Microscopy image of a three-dimensional culture in which cells that express E7 (green) accumulate in the bottom layer of the culture. Image credit: Hatterschide et al. (CC BY 4.0)
The ‘epithelial’ cells that cover our bodies are in a constant state of turnover. Every few weeks, the outermost layers die and are replaced by new cells from the layers below. For scientists, this raises a difficult question. Cells infected by human papillomaviruses, often known as HPV, can become cancerous over years or even decades. How do infected cells survive while the healthy cells around them mature and get replaced?

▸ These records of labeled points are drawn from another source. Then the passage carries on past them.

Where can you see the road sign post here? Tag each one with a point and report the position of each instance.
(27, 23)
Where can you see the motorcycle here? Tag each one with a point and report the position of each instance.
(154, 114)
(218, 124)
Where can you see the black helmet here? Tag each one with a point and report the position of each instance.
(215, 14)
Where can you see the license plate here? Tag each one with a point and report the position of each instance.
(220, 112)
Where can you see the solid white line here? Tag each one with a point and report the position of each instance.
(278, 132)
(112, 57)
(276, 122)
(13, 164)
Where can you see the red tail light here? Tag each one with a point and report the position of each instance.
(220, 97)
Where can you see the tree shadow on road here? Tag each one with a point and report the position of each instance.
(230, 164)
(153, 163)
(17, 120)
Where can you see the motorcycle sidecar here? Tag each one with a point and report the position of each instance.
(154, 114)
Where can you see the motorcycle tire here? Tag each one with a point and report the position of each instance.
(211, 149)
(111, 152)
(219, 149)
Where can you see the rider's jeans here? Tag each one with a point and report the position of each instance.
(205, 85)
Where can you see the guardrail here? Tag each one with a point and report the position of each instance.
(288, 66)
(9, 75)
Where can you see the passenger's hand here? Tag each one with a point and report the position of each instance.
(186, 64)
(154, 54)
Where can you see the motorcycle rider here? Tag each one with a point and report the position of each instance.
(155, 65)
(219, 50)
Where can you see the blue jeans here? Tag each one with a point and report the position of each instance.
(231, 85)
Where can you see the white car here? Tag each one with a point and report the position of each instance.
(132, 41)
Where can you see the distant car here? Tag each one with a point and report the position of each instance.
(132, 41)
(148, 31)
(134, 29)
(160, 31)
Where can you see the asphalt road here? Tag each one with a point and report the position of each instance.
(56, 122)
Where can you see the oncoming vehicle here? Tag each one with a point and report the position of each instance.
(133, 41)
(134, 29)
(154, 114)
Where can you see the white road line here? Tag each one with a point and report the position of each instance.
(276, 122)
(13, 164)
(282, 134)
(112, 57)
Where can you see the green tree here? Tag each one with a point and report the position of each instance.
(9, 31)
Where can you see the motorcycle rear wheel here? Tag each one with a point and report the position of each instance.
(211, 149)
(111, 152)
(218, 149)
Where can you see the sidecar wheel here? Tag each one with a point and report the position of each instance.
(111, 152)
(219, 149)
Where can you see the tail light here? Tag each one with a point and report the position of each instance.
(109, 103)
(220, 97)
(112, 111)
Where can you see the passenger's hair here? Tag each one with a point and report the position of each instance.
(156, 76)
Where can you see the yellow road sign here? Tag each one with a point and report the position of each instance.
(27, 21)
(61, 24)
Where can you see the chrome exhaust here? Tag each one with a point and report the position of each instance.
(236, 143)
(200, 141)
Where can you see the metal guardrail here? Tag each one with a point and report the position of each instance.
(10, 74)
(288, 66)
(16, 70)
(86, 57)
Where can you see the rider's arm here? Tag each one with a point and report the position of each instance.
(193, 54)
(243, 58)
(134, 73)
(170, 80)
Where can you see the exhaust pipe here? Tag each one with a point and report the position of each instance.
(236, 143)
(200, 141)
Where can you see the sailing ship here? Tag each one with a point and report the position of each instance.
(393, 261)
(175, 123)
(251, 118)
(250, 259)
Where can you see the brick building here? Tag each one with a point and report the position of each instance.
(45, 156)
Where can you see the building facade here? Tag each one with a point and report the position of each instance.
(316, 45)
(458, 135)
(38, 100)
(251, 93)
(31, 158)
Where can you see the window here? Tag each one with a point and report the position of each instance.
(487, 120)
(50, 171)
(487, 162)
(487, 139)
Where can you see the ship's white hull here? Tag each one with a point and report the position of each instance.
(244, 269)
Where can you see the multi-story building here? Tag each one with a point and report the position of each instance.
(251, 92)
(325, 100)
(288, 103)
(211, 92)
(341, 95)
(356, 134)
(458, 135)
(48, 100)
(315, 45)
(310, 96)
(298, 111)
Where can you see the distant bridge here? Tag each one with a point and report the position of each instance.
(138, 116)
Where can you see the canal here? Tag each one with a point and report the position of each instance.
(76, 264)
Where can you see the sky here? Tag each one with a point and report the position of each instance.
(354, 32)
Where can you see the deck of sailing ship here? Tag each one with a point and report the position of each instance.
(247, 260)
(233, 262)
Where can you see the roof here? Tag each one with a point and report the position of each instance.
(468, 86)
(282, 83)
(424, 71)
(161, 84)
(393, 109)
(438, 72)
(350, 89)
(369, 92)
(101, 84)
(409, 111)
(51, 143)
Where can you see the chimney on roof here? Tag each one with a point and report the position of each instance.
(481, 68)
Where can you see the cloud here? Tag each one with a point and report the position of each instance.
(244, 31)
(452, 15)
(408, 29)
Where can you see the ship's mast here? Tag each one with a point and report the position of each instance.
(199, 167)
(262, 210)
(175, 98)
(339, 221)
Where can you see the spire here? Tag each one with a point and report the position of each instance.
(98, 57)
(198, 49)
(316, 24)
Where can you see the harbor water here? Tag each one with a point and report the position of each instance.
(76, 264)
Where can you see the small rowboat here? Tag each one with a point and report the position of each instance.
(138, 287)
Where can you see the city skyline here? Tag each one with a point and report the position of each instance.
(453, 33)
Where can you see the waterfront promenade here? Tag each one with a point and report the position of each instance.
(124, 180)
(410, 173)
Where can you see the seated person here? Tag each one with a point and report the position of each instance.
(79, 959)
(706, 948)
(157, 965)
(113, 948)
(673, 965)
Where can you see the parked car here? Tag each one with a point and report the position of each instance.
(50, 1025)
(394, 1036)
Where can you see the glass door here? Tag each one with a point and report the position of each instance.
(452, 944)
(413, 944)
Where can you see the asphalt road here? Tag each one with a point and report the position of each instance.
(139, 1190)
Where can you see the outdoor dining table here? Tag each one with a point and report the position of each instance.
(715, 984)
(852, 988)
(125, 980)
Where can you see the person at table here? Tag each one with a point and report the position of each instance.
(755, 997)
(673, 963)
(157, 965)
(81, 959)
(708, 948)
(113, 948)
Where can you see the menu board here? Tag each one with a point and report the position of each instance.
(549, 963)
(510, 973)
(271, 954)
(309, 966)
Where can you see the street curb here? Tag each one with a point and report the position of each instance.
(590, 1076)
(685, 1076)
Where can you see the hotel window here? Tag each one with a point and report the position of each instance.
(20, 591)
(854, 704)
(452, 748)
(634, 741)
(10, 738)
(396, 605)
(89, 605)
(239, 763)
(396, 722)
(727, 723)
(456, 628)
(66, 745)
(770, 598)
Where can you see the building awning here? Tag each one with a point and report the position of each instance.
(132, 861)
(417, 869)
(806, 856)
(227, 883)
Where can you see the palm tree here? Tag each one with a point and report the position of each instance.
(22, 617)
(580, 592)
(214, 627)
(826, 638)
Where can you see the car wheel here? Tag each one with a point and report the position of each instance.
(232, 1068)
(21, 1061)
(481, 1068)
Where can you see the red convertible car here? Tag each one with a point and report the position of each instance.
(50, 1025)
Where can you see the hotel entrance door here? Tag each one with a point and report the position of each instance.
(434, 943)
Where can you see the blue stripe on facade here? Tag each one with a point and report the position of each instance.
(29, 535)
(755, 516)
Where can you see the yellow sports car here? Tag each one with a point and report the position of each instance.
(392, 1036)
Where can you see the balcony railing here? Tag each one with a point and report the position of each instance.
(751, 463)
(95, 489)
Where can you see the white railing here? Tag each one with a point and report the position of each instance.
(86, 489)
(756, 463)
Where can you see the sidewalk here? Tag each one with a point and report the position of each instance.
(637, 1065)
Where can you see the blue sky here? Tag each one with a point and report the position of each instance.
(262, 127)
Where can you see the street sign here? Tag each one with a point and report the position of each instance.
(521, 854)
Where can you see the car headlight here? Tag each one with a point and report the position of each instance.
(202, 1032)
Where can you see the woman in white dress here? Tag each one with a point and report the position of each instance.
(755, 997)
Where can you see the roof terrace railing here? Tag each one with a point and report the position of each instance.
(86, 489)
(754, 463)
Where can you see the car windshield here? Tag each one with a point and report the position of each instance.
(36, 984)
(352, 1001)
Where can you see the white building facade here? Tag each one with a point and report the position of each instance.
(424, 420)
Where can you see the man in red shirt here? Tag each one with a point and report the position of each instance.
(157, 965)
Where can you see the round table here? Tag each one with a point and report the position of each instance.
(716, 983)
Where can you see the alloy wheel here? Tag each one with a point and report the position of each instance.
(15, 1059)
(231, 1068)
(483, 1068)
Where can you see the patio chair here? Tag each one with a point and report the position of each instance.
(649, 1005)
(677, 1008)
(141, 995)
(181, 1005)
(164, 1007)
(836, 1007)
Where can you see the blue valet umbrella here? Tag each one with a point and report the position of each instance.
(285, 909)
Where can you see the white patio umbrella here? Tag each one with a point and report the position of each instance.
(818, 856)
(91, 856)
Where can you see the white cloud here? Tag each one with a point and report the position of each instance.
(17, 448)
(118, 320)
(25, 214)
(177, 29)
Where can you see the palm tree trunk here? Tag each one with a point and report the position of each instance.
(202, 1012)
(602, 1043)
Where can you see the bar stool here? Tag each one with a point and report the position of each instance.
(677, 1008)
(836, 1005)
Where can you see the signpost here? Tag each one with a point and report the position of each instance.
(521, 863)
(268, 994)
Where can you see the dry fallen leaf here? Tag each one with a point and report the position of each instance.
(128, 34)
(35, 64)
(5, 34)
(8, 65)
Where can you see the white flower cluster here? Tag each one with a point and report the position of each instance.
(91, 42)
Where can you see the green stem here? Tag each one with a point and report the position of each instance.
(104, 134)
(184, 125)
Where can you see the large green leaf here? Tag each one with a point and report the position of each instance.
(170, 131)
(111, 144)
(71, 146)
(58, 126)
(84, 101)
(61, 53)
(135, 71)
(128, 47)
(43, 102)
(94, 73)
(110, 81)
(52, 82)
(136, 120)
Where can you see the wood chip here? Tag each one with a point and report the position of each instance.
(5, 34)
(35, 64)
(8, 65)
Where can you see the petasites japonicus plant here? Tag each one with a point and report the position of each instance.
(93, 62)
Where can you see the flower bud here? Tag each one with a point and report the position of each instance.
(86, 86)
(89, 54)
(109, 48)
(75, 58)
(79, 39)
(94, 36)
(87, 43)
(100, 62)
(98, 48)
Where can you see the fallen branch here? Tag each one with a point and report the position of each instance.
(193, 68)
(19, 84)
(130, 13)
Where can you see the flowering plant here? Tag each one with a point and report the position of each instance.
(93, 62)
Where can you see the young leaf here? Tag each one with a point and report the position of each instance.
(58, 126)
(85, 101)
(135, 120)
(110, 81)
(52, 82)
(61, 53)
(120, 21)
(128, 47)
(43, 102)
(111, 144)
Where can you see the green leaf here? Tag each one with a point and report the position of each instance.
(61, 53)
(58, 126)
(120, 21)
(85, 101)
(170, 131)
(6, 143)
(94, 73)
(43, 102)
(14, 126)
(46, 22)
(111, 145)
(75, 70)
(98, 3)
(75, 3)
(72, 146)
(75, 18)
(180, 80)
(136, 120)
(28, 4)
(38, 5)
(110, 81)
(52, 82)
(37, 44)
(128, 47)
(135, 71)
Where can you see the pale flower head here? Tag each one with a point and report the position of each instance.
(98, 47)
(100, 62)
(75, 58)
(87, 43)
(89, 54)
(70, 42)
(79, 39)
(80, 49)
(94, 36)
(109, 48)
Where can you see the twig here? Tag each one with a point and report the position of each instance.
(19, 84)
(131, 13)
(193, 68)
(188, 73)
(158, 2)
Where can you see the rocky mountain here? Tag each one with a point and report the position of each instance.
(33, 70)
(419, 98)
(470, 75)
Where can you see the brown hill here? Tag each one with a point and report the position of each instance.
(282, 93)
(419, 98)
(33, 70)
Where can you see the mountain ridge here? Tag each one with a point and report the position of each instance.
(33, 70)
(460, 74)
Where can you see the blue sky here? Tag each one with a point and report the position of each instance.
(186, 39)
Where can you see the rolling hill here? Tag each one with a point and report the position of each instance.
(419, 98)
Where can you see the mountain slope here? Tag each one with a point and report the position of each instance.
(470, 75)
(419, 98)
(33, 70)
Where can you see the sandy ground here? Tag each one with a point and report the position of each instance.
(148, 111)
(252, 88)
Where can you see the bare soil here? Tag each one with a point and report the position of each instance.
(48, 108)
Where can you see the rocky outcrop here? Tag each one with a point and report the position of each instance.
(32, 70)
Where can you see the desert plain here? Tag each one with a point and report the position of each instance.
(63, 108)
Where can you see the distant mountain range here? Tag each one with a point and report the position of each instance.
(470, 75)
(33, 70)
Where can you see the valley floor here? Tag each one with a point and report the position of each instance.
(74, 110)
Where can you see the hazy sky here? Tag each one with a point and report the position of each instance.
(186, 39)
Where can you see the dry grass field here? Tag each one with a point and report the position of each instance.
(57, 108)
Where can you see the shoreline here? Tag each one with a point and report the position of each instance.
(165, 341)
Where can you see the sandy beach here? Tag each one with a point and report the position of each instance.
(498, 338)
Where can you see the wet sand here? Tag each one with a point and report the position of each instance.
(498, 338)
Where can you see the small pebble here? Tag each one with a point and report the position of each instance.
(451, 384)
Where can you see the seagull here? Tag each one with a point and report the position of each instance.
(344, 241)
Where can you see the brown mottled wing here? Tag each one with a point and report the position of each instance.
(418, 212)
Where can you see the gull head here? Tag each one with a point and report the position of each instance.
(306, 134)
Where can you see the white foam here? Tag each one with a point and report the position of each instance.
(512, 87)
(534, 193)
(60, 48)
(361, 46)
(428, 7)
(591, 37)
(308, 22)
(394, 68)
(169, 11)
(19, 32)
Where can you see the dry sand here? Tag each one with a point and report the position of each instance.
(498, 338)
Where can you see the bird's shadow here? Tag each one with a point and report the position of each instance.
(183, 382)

One clue could lie in PTPN14, a human protein which many papillomaviruses eliminate using their viral E7 protein; this mechanism could be essential for the virus to replicate and cause cancer. To find out the impact of losing PTPN14, Hatterschide et al. used human epithelial cells to make three-dimensional models of infected tissues. These experiments showed that, when papillomaviruses destroy PTPN14, a human protein called YAP1 turns on in the lowest, most long-lived layer of the tissue. Cells in which YAP1 is activated survive while those that carry the inactive version mature and die. This suggests that papillomaviruses turn on YAP1 to remain in tissues for long periods.
Papillomaviruses cause about five percent of all human cancers. Finding ways to stop them from activating YAP1 has the potential to prevent disease. Overall, the research by Hatterschide et al. also sheds light on other epithelial cancers which are not caused by viruses.